İki Eğitim Tarzı Olarak Amelî İrfan ve Ahlakın Farklılıkları

İki Eğitim Tarzı Olarak Amelî İrfan ve Ahlakın Farklılıkları

İki Eğitim Tarzı Olarak Amelî İrfan ve Ahlakın Farklılıkları

Ayetullah Ş. Ali Rızaî Tahranî

İki ilim olmaları açısından değil de iki eğitim yöntemi olmaları bakımından amelî irfanın da ahlakla bazı farklılıkları vardır. Bunların bazılarına değineceğiz:

1. Ahlak ve İrfanda Dinamiklik ve Hareketlilik

Ahlakın durağan, irfanın ise dinamik ve hareketli olduğu söylenmiştir. İrfanda sâlikin sülûkunun başlangıcından, kat ettiği menzillerden ve varacağı maksattan bahsedilir. Oysa ahlakta nefsin kuvvetlerinde itidal, rezilliklerden tahalli (temizlenme) ve faziletlerle tehalliden (donanma) bahsedilir.[1]

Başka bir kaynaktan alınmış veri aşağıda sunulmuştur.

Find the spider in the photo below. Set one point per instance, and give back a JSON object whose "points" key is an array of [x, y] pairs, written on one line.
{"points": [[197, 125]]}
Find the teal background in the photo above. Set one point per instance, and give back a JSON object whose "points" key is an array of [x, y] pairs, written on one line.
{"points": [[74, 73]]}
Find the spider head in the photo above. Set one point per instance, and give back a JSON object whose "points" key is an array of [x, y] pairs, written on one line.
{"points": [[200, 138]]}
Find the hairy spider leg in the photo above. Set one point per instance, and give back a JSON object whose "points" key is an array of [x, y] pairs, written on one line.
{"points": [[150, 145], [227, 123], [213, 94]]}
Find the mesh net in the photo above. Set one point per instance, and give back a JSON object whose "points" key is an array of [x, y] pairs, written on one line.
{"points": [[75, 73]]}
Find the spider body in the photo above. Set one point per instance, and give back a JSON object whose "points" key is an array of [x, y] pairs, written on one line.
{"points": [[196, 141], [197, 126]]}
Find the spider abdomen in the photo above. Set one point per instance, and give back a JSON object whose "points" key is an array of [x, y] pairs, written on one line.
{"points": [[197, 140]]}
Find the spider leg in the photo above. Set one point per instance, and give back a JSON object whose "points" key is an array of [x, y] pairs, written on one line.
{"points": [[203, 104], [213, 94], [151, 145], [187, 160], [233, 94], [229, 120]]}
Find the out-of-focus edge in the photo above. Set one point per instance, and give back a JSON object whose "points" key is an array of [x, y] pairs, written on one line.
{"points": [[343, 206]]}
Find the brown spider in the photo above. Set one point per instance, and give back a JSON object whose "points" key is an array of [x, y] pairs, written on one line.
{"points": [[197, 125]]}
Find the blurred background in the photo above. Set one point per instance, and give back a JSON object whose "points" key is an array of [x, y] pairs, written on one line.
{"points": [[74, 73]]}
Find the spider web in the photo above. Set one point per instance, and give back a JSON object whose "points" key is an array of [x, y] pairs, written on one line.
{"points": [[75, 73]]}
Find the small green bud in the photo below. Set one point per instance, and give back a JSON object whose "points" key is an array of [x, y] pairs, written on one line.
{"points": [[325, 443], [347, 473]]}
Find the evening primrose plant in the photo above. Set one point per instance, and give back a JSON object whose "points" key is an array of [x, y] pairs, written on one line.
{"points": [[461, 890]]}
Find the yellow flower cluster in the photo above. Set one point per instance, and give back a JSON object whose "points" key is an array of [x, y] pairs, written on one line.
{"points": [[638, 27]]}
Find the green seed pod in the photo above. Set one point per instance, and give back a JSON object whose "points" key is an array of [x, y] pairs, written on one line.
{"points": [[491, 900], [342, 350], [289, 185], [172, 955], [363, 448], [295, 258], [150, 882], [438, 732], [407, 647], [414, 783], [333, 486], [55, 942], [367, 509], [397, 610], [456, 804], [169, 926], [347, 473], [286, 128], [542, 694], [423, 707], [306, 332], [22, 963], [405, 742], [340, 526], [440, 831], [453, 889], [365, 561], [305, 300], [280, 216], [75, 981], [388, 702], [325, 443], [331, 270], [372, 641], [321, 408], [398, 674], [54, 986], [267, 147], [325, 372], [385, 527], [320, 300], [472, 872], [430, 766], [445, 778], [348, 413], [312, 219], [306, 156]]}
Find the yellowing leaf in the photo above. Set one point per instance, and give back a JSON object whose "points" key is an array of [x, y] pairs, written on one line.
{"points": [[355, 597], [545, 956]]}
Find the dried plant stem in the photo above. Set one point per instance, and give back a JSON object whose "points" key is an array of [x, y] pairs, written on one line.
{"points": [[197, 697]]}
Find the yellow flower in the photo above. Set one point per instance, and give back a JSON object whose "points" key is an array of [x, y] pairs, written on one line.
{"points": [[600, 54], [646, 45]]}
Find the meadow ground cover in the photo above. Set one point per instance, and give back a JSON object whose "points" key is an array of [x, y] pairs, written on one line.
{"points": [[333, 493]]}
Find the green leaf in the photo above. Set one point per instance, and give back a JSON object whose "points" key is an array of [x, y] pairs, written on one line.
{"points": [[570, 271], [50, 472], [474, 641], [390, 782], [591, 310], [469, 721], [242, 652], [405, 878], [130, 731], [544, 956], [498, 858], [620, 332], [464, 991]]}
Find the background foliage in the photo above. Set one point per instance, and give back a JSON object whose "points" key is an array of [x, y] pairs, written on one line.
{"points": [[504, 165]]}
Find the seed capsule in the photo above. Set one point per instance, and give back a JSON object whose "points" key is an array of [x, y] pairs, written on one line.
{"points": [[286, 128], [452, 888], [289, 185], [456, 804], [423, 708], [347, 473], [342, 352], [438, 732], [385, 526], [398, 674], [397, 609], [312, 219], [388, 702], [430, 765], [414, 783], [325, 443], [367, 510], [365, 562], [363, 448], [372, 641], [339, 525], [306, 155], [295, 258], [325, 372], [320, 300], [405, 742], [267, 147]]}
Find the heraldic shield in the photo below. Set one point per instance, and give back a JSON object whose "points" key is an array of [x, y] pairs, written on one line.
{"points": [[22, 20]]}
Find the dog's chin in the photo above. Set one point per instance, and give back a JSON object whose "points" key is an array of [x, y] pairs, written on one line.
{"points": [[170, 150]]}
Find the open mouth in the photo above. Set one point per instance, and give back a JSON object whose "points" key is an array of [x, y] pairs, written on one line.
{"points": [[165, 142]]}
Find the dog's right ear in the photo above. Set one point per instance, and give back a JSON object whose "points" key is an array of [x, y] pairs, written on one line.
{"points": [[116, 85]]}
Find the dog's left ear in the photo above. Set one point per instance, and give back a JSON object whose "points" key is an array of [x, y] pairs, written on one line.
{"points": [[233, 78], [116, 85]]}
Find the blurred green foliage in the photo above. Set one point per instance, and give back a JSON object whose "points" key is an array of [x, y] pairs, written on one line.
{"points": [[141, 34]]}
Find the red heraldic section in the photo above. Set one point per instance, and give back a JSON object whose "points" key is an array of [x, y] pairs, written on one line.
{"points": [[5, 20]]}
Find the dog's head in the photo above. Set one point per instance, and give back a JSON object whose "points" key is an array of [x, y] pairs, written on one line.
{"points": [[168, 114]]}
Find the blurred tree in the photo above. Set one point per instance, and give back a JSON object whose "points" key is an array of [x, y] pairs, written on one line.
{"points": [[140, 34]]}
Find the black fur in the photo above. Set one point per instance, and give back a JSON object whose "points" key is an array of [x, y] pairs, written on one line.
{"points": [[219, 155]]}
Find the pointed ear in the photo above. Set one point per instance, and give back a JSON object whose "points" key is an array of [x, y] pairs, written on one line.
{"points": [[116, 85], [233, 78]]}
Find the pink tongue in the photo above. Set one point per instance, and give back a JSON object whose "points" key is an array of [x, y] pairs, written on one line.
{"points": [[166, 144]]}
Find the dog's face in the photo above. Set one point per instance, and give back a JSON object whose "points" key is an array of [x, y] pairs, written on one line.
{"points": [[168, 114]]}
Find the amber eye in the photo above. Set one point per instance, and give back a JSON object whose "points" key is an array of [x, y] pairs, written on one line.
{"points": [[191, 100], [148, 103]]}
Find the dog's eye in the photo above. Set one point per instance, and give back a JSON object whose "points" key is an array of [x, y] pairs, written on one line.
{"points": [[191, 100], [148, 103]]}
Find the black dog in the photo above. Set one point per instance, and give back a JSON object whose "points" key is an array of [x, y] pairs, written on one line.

Öyle anlaşılıyor ki bu sözün tashih ve tamamlanmaya ihtiyacı vardır; çünkü ahlakta da bir tür dinamizm mevcuttur. Ahlak ve irfanın her ikisi de insanı değiştirmeyi amaçlar. Dinamizm ve tekâmül olmadıkça da değişimin manası yoktur.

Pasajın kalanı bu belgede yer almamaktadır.